In 2022, the UK ICO published the International Data Transfer Agreement (“IDTA”) and the International Data Transfer Addendum to the European Commission’s Standard Contractual Clauses (“the Addendum”). In short, the UK’s answer to the EU’s Standard Contractual Clauses for helping legitimise cross-border transfers of personal data.
When announced, businesses were told that the EU SCCs would no longer be deemed to provide “adequate safeguards” and that as a result:
- all new UK data transfer agreements executed on or after 21 September 2022 would need to incorporate the Addendum or IDTA; and
- all existing agreements incorporating the old standard contractual clauses would need to be updated by 21 March 2024.
This follows a similar sunset arrangement for the revised EU SCCs which has already passed.

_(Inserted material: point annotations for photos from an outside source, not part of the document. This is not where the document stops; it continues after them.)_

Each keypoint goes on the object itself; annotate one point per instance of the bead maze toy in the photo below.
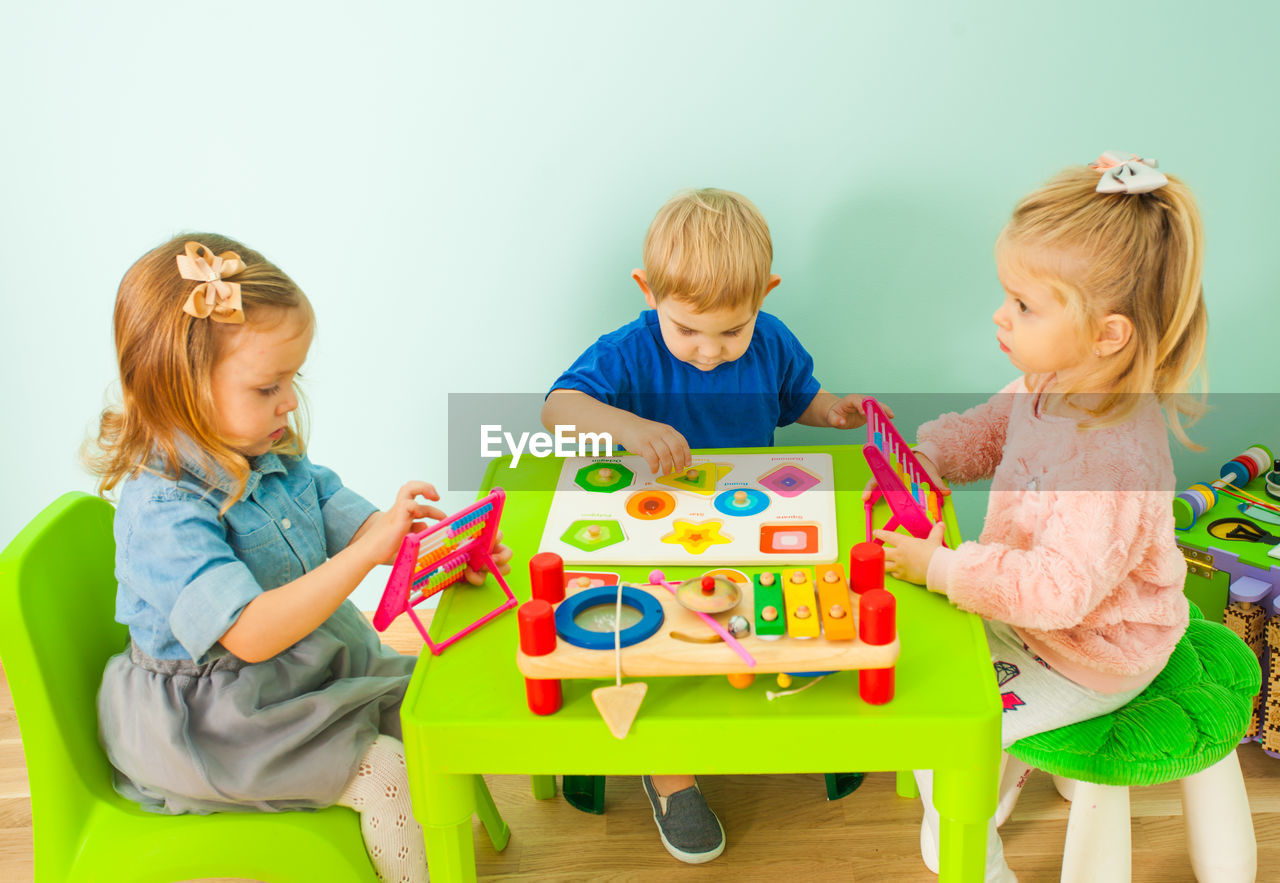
(731, 509)
(796, 620)
(432, 559)
(1233, 568)
(901, 480)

With that deadline fast approaching, business may want to consider re-visiting agreements entered into prior to 21 September 2022 to ensure that any EU SCCs are either replaced with the IDTA, supplemented with the Addendum, or replaced with another transfer mechanism. For example, certain data transfers can now be made to the U.S. from the EU and UK via the adequacy decision for the Data Privacy Framework. Business should be particularly mindful that the requirements apply not only to formal, standalone data transfer agreements, but also to any agreement that involves the cross-border transfer of personal data to “third countries”.